Musical tastes began to change around this time, and the kind of blues that Bessie Smith sang began to wane in popularity. Swing and jazz music were now popular, and the blues had fallen out of favor. In 1933, Prohibition was repealed. Although Richard Morgan remained financially comfortable, Smith was finding it more and more difficult to make ends meet. In 1933, Smith approached Okeh Records, which had turned her down in 1921 because her voice was "too rough." She recorded some songs for the label, including "Do Your Duty", "Gimme a Pigfoot" and "I'm Down in the Dumps." During these sessions, Smith recorded with some of the top jazz musicians of the day, including trombonist Jack Teagarden, clarinetist Benny Goodman, and pianist Buck Washington. But Chicago was quickly becoming the center of a more guitar-heavy, male-dominated blues culture. Talking pictures had also begun to siphon off some of the audience for live music, revues and vaudeville shows.
Smith seemed ready to make the transition from blues singer to jazz and swing singer as she started to revamp her look and substituted sleek evening gowns for her usual outfits. She also began adding songs to her set like "Smoke Gets in Your Eyes," and frequented jazz clubs in Harlem and in Philadelphia. She was even billed as "The Queen of All Torch Singers." In 1935, Smith played the Apollo Theater in Harlem, replacing an exhausted Louis Armstrong. The owner thought Bessie's chorus girls were too dark-skinned, but Smith refused to perform without them, even though she desperately needed the job. The owner relented. In 1936, Smith appeared in place of a sick Billie Holiday at a jazz club in New York called Connie's Inn. She performed a strict jazz and Tin Pan Ally set. Meanwhile, Smith's drinking escalated. She was rarely sober. Smith's last club appearance in New York took place in 1936 during a jam session at the Famous Door club on 52nd Street.
In September 1937, Smith accepted an engagement with Winsted's Broadway Rastus Show. On September 26, 1937, she was on her way to a performance outside of Memphis, Tennessee. It was around three in the morning, and Smith and Richard Morgan were barreling down the dark country road in their Packard.

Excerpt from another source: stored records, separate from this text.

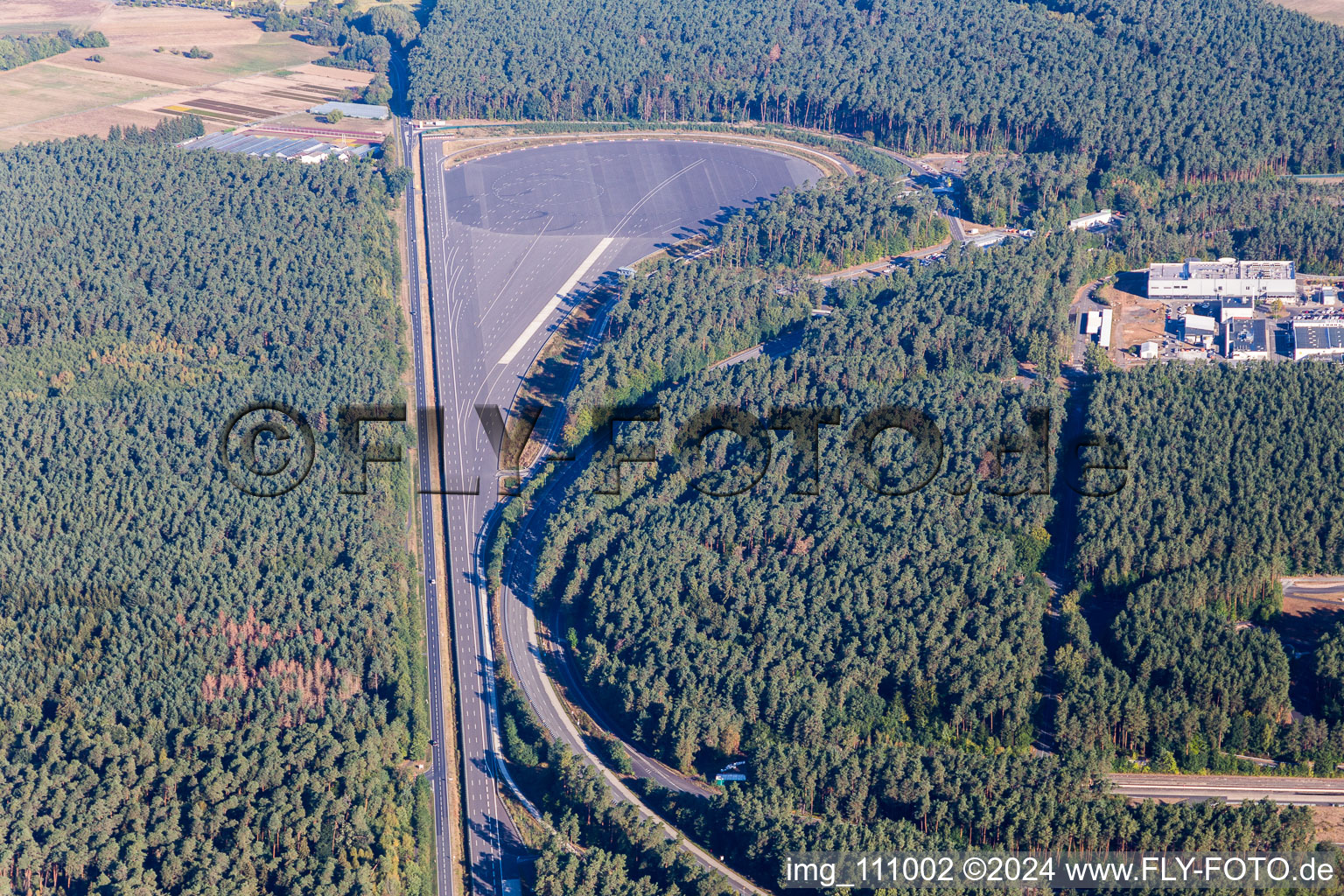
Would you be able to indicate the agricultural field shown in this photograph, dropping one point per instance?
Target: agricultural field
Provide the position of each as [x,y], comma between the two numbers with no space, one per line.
[140,78]
[1323,10]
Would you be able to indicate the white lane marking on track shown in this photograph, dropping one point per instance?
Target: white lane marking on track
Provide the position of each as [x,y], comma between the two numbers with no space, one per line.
[556,301]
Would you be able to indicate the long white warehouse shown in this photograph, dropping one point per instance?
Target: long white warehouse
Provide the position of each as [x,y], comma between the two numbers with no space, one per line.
[1228,277]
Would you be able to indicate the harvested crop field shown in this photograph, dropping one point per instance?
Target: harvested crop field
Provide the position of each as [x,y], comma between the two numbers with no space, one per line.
[30,17]
[1323,10]
[140,80]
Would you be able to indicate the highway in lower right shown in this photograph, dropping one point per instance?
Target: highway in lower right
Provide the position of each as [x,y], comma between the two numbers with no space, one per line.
[1234,788]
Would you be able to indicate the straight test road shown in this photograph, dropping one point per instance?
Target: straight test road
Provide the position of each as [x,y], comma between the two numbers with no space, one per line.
[438,770]
[512,240]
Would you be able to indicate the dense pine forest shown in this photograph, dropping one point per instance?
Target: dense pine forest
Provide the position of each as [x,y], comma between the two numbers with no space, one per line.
[19,50]
[1225,462]
[1271,216]
[1195,88]
[874,659]
[1231,486]
[200,690]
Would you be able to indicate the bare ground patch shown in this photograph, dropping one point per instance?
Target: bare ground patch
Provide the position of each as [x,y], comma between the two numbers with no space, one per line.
[138,75]
[1323,10]
[39,17]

A truck was parked on the shoulder with its lights out, and Richard crashed into the parked vehicle. Smith's arm was nearly severed in the accident. What followed next is unclear. It is known that Smith did not arrive at a hospital until 11:30 a.m., seven hours after the accident occurred. A few minutes after the accident took place, a white doctor who happened to be driving down the same road stopped to tend to Smith. As he was taking care of her, another car carrying a white couple crashed into the back of Richard Morgan's wrecked car. It is at this point that the stories begin to diverge. One version of the story maintains that the white woman in the second car, who was only slightly injured, was rushed to the hospital in the ambulance that had arrived to take Smith away. Another story maintains that Bessie was indeed rushed to a hospital, but was turned away because she was black. In fact, this version of the Bessie Smith story was immortalized in Edward Albee's famous play, "The Death of Bessie Smith." As a result, Bessie Smith has often been heralded as a martyr to the racism of the American South. John Hammond, one of Bessie's producers at Okeh Records, wrote an article soon after Bessie's death that furthered this version of events. Still others speculate that Smith was taken to G.T. Thomas Hospital for Blacks in Clarksdale, Mississippi, about a mile from the scene of the accident. There, she received a blood transfusion and her arm was amputated. Despite these efforts, she died of massive internal injuries. Bessie was forty-three years old.